Global economy on brink of another recession?
A key new report says the global economy is "on the verge" of a new recession and i warns that this will "delay economic recovery and may ignite more social unrest".
Its publication comes as the Greek prime minister George Papandreou is set to hold emergency talks with French president Nicolas Sarkozy and German chancellor Angela Merkel on Wednesday 2nd November, 2011.
The crisis meeting between the three leaders comes ahead of the G20 summit starting in Cannes, France, on Thursday.
On Monday, Papandreou made the surprise announcement that Greece would hold a referendum on the eurozone rescue plan agreed by EU leaders last week.
Markets fell sharply on Tuesday as it raised fears the deal could collapse.
The eurozone crisis is set to dominate the two-day G20 gathering in France.
Ahead of the G20, the International Labour Organisation (ILO) launched the 'World of Work Report 2011', one of its annual flagship reports.
The ILO says its report shows that the global economic outlook has deteriorated since 2010, with challenges "particularly acute" in advanced economies.
It says that employment growth continues to be "tepid" and "quality" jobs remain a premium in all regions.
The report says, "Unless the G20 takes decisive measures in Cannes, the world is facing a double dip jobs recession that could last for a decade, and increased social unrest.
"The window of opportunity to put in place measures needed to avoid this scenario is no more than six months."
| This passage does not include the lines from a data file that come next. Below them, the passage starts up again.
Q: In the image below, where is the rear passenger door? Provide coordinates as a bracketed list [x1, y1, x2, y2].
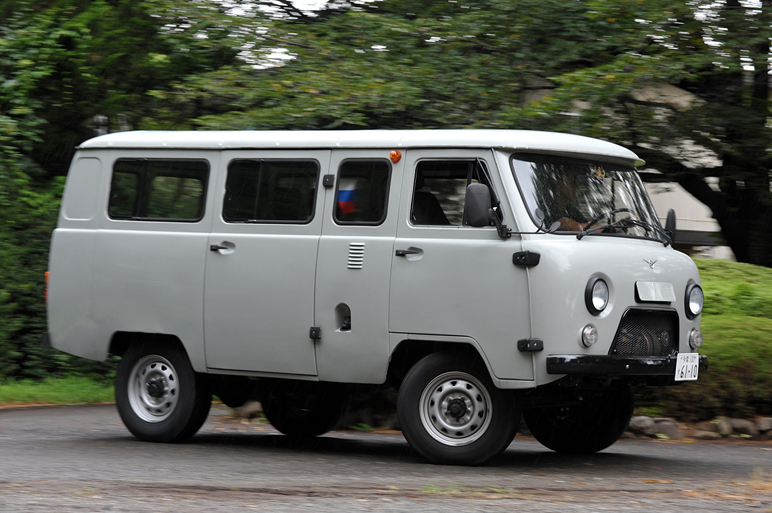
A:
[315, 150, 402, 383]
[389, 149, 533, 380]
[204, 150, 330, 376]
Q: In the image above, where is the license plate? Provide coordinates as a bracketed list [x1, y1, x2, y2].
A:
[675, 353, 700, 381]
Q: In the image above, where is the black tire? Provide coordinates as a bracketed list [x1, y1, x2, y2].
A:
[397, 353, 520, 465]
[523, 385, 635, 454]
[115, 342, 212, 442]
[261, 380, 348, 438]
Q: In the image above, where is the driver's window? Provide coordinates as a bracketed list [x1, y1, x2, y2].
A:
[410, 160, 484, 226]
The ILO's recommendations to this week's G20 summit include implementation of job creation plans, an increase in credit to enterprises (particularly SMEs) and wage increases "where possible".
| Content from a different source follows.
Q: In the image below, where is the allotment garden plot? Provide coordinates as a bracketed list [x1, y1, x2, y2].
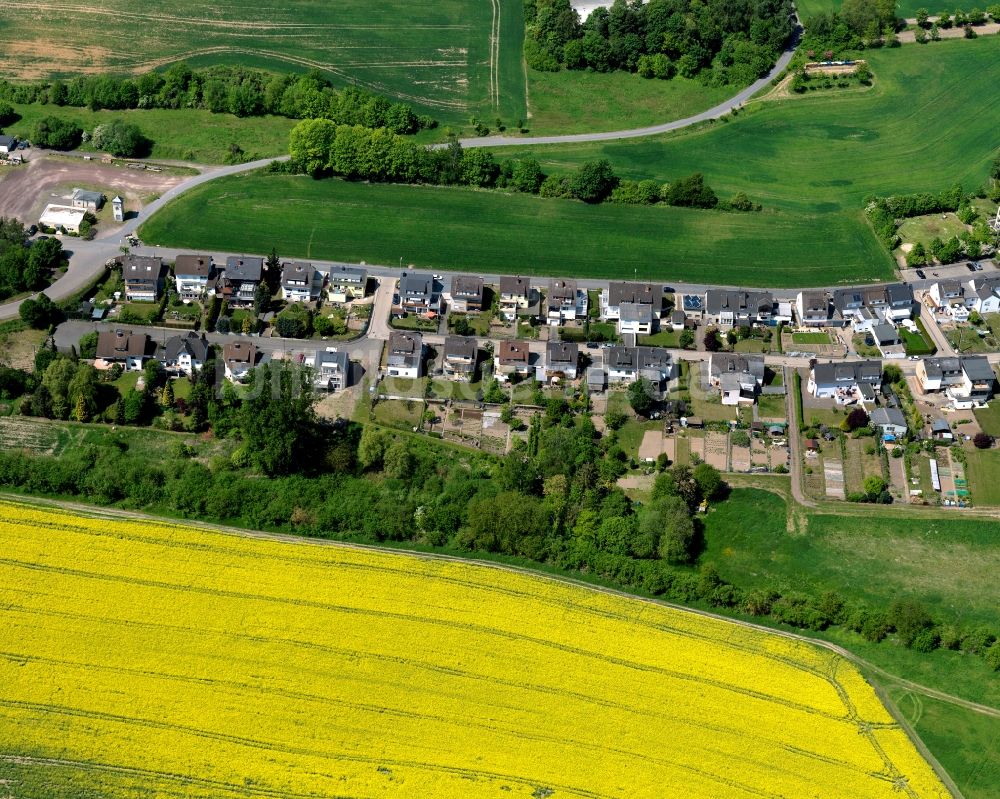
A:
[0, 503, 949, 799]
[0, 0, 524, 121]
It says there are 9.4 million long-term unemployed in the EU and that nearly all EU countries are showing an "increased risk of social unrest".
The organisation says that to offset such problems, member states "need to create another 4.6 million jobs to reach pre-crisis levels".
The report calls for maintaining and in some cases strengthening "pro-employment" programmes, warning that efforts to reduce public debt and deficits have often "disproportionately" focused on labour market and social measures.
Raymond Torres, director of the ILO, said, "We have reached the moment of truth. We have a brief window of opportunity to avoid a major double-dip in employment. It is now urgent that priority is given to jobs and the real economy."